It’s July, but somehow you’ve still kept up your New Year’s fitness goal. You’ve made a habit out of exercise–it’s now as routine as brushing your teeth. The half marathon you signed up for finally feels possible. You feel and look better. You’ve stayed motivated through winter training. But as your body adapts to your daily workout, progress has stalled. You’re afraid fitness gains may have come to a halt.
Most of us are creatures of habit. Our tendency towards repetition can keep us consistent, which is great for getting us moving everyday. But doing the same workout can result in a plateau, and putting in the work seeing results can be discouraging.
So how do we avoid plateaus in fitness while also retaining consistency? Through variety and periodization.
Changing It Up
Human adaptations towards efficiency is key to survival, but also causes fitness gains to level off when the body is put through a repetitive exercise regiment.
In their book, Exercise Physiology for Health, Fitness and Performance, Sharon Plowman and Denise Smith explain how doing the same workout under the same conditions over and over result in a plateau in performance. The human body craves efficiency and adapts to workloads to expend the least amount of energy possible. When you do the same workout every day, it doesn’t register as stress for the body. The action burns less calories and triggers fewer adaptations towards fitness.
But while your body has gotten efficient at one movement, it hasn’t yet mastered all forms of exercise.
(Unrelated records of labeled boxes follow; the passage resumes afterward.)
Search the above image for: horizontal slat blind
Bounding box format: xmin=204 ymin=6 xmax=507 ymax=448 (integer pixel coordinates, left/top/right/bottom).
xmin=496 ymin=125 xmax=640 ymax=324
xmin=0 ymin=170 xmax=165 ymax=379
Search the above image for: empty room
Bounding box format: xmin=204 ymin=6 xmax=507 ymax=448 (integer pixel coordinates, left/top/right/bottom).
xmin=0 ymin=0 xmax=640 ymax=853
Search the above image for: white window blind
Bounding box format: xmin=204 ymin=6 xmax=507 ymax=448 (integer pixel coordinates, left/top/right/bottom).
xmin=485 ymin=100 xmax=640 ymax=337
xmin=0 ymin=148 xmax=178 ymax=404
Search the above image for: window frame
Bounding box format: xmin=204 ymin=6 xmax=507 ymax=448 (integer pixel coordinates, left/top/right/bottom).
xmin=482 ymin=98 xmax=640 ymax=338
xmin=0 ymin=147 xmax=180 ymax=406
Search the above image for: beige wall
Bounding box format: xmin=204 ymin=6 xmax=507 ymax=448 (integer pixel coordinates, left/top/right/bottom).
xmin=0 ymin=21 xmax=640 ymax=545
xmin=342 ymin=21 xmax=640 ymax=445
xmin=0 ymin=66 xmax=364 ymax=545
You can introduce variety into your fitness regimen simply by addressing weaknesses. If you’re maxed out in the deadlift but huff and puff trying to run a mile, add some cardio or endurance based weight-lifting to your exercise program. Chances are, you’ll quickly be able to add five pounds to your previously stagnant personal best, while also improving overall fitness.
Introducing Training Phases
Elite athletes and amateur fitness enthusiasts have embraced periodization, a method of varying workout regimens. Periodization is considered to be the most effective means of avoiding a fitness plateau. Michael Jett and Jessica Gibb in “Strategies to Prevent a Plateau in your Health and Fitness Gains” describes periodization as a manipulation of training variables such as type of activity, intensity, duration and regularity. By adding 30 minutes to your usual workout, or adding high-intensity intervals to your training session, you are shocking your body, resulting in adaptations similar to the ones experienced during the first few weeks of a new exercise program.
Elite athletes use periodization to break up training into phases, allowing them to peak during a performance and continue progressing consistently. Periodization phases include one with high volume and low intensity, which enhances endurance, and a phase of high intensity and low volume to increase speed or power. The phases of periodization are transferable to any fitness program to avoid doing one form of exercise over and over and thus, avoiding plateau.